Peserta didik perlu berinteraksi secara
langsung dengan objek-objek yang nyata, karena fisika bukan hanya teori-teori yang menjelaskan gejala-gejala
fisis saja, tapi juga proses untuk mencari penjelasan mengenai gejala-gejala fisis tersebut. Dengan
demikian, aktivitas ilmiah siswa dalam proses pembelajaran akan berpengaruh pada pertumbuhan aspek
psikomotoriknya. Dengan cara demikian, peserta didik tidak akan terpasung dalam suasana
pembelajaran yang kaku, monoton, dan membosankan.
Selama ini peserta didik tidak diajak
untuk belajar memahami konsep-konsep
fisika dengan benar. Artinya, apa yang disajikan oleh pendidik di kelas bukan bagaimana peserta
didik dapat menghafal rumus-rumus fisika dan dapat menjawab soal-soal, melainkan peserta didik
diajak untuk memahami teori dan konsep fisika dengan benar, kemudian
dilanjutkan dengan mengerjakan soal-soal fisika.
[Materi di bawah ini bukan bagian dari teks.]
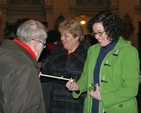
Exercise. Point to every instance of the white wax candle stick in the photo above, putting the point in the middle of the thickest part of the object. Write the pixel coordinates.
(51, 76)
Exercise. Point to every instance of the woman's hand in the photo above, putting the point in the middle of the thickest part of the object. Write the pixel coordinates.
(72, 86)
(95, 94)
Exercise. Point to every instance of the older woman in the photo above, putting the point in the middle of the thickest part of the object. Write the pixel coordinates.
(112, 67)
(67, 60)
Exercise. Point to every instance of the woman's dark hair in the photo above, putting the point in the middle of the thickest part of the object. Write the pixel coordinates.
(112, 24)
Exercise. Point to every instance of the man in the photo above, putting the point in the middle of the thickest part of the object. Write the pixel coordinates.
(20, 87)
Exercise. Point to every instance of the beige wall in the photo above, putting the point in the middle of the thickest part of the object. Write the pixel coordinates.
(50, 11)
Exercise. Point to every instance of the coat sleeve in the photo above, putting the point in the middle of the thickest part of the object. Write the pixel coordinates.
(25, 91)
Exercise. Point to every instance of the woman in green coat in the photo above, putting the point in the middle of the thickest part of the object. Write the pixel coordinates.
(111, 71)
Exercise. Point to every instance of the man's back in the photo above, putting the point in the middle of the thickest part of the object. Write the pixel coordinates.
(20, 88)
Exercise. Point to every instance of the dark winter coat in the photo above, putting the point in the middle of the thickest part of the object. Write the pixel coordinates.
(57, 65)
(20, 87)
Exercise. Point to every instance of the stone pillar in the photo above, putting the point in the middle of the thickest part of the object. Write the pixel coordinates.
(54, 8)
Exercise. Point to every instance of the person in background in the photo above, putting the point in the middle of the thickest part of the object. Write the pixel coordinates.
(67, 60)
(20, 87)
(90, 40)
(111, 71)
(51, 42)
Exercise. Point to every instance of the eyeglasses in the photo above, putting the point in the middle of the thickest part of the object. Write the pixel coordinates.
(98, 33)
(40, 42)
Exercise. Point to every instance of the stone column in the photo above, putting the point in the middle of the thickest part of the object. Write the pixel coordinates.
(56, 7)
(3, 18)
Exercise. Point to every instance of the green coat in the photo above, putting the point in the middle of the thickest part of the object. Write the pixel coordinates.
(121, 74)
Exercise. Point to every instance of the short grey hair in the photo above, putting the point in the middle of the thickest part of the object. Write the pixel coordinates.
(31, 29)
Jika kondisi pembelajaran semacam itu
dibiarkan berlarut-larut, maka bukan tidak mungkin hasil belajar fisika akan
terus berada pada aras yang rendah. Para peserta didik akan terus-menerus mengalami
kesulitan dalam mengekspresikan pikiran
dan perasaannya secara lancar, memilih rumus yang tepat, menyusun struktur
pembelajaran yang efektif, membangun
pola penalaran yang masuk akal, dan
menerapkan konsep fisika dalam kehidupan nyata.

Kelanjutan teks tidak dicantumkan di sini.